Creating Identity Columns
  • Use a Node Type with an existing identity column.
  • Create a custom Node using isSurrogateKey: true in the Node Template.

Node Types That Use Surrogate Keys

Different Coalesce Node Types use surrogate keys in different ways.

Dimension Nodes

Dimension Nodes include surrogate keys by default. These surrogate keys are required to support SCD Type 2 behavior and to maintain consistent joins with downstream Fact Nodes.

Fact Nodes

Fact Nodes can include surrogate keys when required. In these cases, the surrogate key typically acts as the table's primary key, while foreign keys reference Dimension surrogate keys.

Persistent Stage Nodes

Persistent Stage Nodes can include surrogate keys when they're designed to store data long-term.

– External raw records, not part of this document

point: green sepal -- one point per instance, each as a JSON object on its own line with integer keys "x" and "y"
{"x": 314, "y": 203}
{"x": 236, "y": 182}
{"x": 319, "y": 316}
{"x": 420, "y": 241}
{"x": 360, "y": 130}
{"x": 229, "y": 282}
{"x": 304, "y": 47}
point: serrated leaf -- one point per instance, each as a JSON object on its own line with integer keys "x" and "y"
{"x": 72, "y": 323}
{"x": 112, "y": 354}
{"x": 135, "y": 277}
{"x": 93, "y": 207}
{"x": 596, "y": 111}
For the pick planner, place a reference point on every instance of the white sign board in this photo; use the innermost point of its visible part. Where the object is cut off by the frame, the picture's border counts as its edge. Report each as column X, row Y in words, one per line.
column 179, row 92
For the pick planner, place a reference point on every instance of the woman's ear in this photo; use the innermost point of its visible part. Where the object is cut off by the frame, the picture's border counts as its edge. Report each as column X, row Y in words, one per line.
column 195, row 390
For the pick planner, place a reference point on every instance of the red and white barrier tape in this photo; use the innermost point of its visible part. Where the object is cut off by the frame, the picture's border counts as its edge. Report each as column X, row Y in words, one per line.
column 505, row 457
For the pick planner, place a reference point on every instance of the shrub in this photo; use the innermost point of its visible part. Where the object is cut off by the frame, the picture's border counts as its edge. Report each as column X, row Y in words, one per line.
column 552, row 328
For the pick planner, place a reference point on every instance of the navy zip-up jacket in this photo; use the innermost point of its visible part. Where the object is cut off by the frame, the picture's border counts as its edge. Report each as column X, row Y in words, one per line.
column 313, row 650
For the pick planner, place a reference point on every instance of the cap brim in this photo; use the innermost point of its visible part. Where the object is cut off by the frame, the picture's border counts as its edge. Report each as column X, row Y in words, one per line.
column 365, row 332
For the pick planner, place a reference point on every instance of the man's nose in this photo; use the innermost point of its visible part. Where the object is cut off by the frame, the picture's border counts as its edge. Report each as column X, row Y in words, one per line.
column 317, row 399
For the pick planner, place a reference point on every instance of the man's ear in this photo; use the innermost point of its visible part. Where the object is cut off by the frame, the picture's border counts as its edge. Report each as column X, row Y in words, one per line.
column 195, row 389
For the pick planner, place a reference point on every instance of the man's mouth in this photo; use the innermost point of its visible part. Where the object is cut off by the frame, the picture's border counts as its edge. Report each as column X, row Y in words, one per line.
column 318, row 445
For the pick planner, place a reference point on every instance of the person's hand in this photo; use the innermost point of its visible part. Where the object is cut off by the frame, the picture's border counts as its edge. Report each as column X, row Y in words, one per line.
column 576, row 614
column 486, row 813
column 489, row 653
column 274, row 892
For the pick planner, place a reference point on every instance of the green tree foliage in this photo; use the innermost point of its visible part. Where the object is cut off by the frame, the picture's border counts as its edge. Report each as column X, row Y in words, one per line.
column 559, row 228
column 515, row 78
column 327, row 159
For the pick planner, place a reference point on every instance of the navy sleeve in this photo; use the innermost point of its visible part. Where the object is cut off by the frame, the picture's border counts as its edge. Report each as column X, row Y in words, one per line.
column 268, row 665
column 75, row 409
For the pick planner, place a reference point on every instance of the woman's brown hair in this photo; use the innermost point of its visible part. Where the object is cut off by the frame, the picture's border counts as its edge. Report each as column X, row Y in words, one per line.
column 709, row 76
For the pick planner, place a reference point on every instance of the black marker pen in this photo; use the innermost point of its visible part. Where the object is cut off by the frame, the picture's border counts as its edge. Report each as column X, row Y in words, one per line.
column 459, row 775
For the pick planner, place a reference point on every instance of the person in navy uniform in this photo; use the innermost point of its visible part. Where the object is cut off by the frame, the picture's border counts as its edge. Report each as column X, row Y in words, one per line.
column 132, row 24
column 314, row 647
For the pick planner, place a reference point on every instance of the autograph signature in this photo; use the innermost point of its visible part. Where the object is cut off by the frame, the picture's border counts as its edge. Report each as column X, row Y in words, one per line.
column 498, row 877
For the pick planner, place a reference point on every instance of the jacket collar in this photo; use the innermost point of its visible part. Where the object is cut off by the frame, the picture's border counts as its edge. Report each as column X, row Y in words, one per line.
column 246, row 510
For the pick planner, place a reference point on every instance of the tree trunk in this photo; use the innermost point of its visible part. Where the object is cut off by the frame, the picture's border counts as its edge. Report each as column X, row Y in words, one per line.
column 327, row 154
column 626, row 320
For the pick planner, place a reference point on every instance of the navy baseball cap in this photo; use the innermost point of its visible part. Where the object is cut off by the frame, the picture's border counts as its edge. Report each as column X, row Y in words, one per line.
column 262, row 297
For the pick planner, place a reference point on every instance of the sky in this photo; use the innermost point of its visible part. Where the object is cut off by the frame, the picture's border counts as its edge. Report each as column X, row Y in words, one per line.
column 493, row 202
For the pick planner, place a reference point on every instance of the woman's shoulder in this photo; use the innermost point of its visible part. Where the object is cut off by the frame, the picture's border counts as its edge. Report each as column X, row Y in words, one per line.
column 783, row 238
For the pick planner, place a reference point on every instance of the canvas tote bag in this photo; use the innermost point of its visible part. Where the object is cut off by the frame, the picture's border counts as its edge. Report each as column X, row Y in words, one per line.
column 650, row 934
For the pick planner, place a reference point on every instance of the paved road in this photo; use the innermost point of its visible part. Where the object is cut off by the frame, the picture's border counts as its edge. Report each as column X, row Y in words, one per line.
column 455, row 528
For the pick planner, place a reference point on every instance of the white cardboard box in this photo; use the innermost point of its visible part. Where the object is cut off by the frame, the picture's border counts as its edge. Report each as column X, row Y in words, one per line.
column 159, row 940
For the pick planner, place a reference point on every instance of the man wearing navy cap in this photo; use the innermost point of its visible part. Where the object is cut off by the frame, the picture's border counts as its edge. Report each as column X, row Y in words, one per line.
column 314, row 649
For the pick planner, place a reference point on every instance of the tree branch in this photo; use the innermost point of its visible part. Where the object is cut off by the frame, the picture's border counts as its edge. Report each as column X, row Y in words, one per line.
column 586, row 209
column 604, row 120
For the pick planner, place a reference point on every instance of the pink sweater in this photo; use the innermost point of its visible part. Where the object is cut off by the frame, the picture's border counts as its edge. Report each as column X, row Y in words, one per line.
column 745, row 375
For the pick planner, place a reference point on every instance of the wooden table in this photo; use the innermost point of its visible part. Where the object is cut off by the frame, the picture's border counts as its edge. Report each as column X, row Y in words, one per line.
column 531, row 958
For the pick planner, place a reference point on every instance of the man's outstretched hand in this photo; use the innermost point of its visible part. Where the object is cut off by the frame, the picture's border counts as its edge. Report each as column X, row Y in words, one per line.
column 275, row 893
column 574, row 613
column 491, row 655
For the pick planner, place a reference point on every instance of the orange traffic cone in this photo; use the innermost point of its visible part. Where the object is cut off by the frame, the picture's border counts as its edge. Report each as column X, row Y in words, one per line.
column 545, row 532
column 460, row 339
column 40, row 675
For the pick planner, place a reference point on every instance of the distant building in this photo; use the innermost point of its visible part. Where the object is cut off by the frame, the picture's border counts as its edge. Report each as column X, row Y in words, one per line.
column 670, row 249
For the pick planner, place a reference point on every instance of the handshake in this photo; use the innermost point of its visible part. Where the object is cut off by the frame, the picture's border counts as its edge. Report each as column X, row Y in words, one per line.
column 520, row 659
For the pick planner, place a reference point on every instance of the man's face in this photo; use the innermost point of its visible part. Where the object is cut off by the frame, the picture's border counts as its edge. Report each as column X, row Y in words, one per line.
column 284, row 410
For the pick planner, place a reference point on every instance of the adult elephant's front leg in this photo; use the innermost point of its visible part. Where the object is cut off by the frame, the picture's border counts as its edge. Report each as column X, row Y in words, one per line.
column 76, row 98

This ensures row-level uniqueness even when business keys overlap.

Data Vault Components

Data Vault hubs, satellites, and links often use surrogate keys to ensure uniqueness and maintain relationships between entities.

How Surrogate Keys Are Defined

Surrogate keys are identified in Node Definitions using metadata:

isSurrogateKey: true

This metadata tells the Node template to:

  • Generate the appropriate identity syntax in the CREATE TABLE statement.
  • Exclude the surrogate key column from insert and merge operations.

Surrogate key behavior must be handled by the Node Type or template. It cannot be added to Nodes that don't already have it as part of the Node Template.

Alternative Surrogate Key Strategies

While identity columns are the default implementation, Coalesce also supports alternative approaches through templates.

Sequences

Sequences can be used instead of identity columns when you need explicit control, such as during migrations or when coordinating key ranges across environments. Unlike identity columns, sequences appear in INFORMATION_SCHEMA.SEQUENCES.

Hash-Based Keys

Hash-based surrogate keys can be generated by hashing one or more business keys. This approach produces repeatable values that are consistent across environments.

Coalesce supports MD5, SHA1, and SHA256 hash algorithms.

Incremental Load Behavior

During incremental processing:

  • New records receive new surrogate keys.
  • Existing records retain their surrogate keys.
  • For SCD Type 2 dimensions, changed records create new versions with new surrogate keys, while keeping the same business key.
  • Fact Nodes maintain referential integrity by joining on surrogate keys.

Migration Considerations

When loading legacy data:

  • Existing surrogate keys can be inserted directly.
  • New records continue incrementing from the highest existing value.
  • Identity columns cannot be reseeded after creation.

If reseeding is required, templates can be customized to:

  • Use a starting value parameter.
  • Replace identity columns with sequences seeded above the legacy maximum.

When loading legacy data:

  • Existing surrogate keys can be inserted directly.
  • New records continue incrementing from the highest existing value.
  • Identity columns can't be reseeded after creation.

If reseeding is required, templates can be customized to:

  • Use a starting value parameter.
  • Replace identity columns with sequences seeded above the legacy maximum.